In its Opposition to Plaintiff's Motion for Leave to File a Supplemental Memorandum, Defendant asks this Court to exclude as irrelevant to this issue the sworn testimony of its current Chairman and Chief Executive Officer, Joseph W. Luter, III, regarding Defendant's corporate governance, as well as official reports Smithfield filed with the Department of Agriculture, arguing that the conduct or events described in this evidence occurred before or after the cause of action arose.(1) Essentially, Smithfield would have this Court ignore any evidence of events or conduct that occurred on dates other than June 26, 1998 or December 8, 1999.(2)

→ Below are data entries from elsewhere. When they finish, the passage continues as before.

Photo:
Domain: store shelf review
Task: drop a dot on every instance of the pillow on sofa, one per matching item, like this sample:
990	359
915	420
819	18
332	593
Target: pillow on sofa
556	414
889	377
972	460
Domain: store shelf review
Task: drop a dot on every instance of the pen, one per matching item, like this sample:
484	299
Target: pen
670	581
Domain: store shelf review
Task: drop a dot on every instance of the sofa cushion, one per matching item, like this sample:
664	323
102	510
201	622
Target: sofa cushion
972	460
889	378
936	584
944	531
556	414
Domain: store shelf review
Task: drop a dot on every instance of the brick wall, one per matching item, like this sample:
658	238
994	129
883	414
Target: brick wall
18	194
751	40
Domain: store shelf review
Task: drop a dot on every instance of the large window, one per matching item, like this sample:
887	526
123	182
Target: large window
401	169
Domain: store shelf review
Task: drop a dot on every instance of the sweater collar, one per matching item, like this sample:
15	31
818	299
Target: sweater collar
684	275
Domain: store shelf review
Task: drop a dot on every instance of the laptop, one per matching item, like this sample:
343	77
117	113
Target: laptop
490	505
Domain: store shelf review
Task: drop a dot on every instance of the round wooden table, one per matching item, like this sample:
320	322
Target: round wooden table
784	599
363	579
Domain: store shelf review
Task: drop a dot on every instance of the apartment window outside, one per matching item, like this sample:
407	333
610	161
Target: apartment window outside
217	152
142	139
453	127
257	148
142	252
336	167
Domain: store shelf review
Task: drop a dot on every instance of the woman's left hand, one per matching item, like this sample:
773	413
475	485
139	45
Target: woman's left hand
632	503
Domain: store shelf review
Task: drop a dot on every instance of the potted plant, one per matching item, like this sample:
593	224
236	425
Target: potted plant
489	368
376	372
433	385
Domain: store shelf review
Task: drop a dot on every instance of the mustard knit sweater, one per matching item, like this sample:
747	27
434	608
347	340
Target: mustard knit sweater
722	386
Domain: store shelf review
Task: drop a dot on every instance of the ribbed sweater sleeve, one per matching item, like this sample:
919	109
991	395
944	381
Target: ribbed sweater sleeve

Smithfield cites no case that supports its position.(3) Nor does Smithfield assert that its relationships with any of its subsidiaries changed on either of those dates, or on any other date for that matter. Therefore, any and all evidence of the nature and scope of Smithfield's relationships with its subsidiaries that casts light on whether Smithfield exerts sufficient control is relevant, regardless of when the particular events or conduct occurred. See Verreries de L'Hermitage v. Hickory Furniture Co., 704 F.2d 140, 142 (4th Cir. 1983) (stating, in the context of a parent's liability for the activities of its subsidiary, that "[e]vents that depict the control of the parent over the subsidiary may be shown even though they occurred before or after" the event at issue because such evidence "casts light on the nature and extent of control . . . exercised at the [critical] time").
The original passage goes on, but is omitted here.